The researchers further demonstrated the specific targeting of HBOT to injured areas of brain with highly sophisticated computer techniques. The hippocampus is well known as the region of the brain responsible for short-term memory. It is the first area of the brain injured in a variety of different types of brain injury. Using advanced computerized imaging and statistical parametric mapping Dr. Amen and Derek Taylor, data analyst, were able to anatomically separate the hippocampus from the rest of the brain. In pictures produced in the journal article the researchers were able to show that the hippocampus demonstrated significant improvements in blood flow after the first HBOT with even greater improvements after 40 HBOTs consistent with the significant improvements in memory.

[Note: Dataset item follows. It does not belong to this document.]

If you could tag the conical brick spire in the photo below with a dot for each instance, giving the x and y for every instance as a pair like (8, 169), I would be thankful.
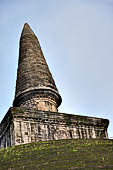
(35, 87)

Importantly, the findings in the study duplicated the 22 year concentrated experience of Dr. Harch in the hyperbaric treatment of neurological conditions. This experience was reinforced by the application of the same veterans dose at 1.5 ATA (atmospheres absolute) in an animal model of chronic traumatic brain injury (Brain Research, 2007,www.sciencedirect.com/science/article/pii/S0006899307015612). Dr. Harch and colleagues were able to show an improvement in spatial learning and memory and increased blood vessel density in the injured hippocampus. This animal proof of HBOT in chronic TBI was the first improvement in chronic animal brain injury in science. The findings are nearly identical to the improvements in memory and blood flow in the current veteran TBI study.
The dose of HBOT 1.5 ATA (atmospheres absolute) was first identified by German researchers in acute brain injury, later pioneered by Dr. Richard Neubauer in chronic brain injury, and refined by Drs. Harch, Van Meter, and Gottlieb in sequential 40 treatment blocks for multiple chronic neurological conditions. Beginning in early 2008 Dr. Harch applied this dose to veterans with blast-induced brain injury. The first application to combined PCS and PTSD was published in 2009 by Dr. Harch in BioMed Central’s Cases Journal (http://www.casesjournal.com/content/2/1/6538). The surprising finding was the unexpected improvement in PTSD which was manifest by the 25th HBOT. In the current study the veterans experienced a 30% reduction in PTSD symptoms in one month, a rate of change not seen in PTSD studies with standard of care therapies.
In summary, Dr. Harch and colleagues have shown with just 16 U.S. veterans that HBOT 1.5 is safe, feasible, and remarkably effective in treating the chronic effects of mild blast-induced TBI and PTSD. Headaches, post-concussion symptoms, abnormal neurological exam findings, cognition, quality of life, and brain blood flow were significantly improved after a one month course of HBOT. At six month phone follow-up the great majority of veterans sustained their symptomatic improvements. Many of the veterans sought additional HBOT for further improvement. In comparison to standard of care treatments the Harch study argues strongly for the immediate application of HBOT 1.5 to the hundreds of thousands of veterans with persistent post-concussion syndrome with or without post-traumatic stress disorder.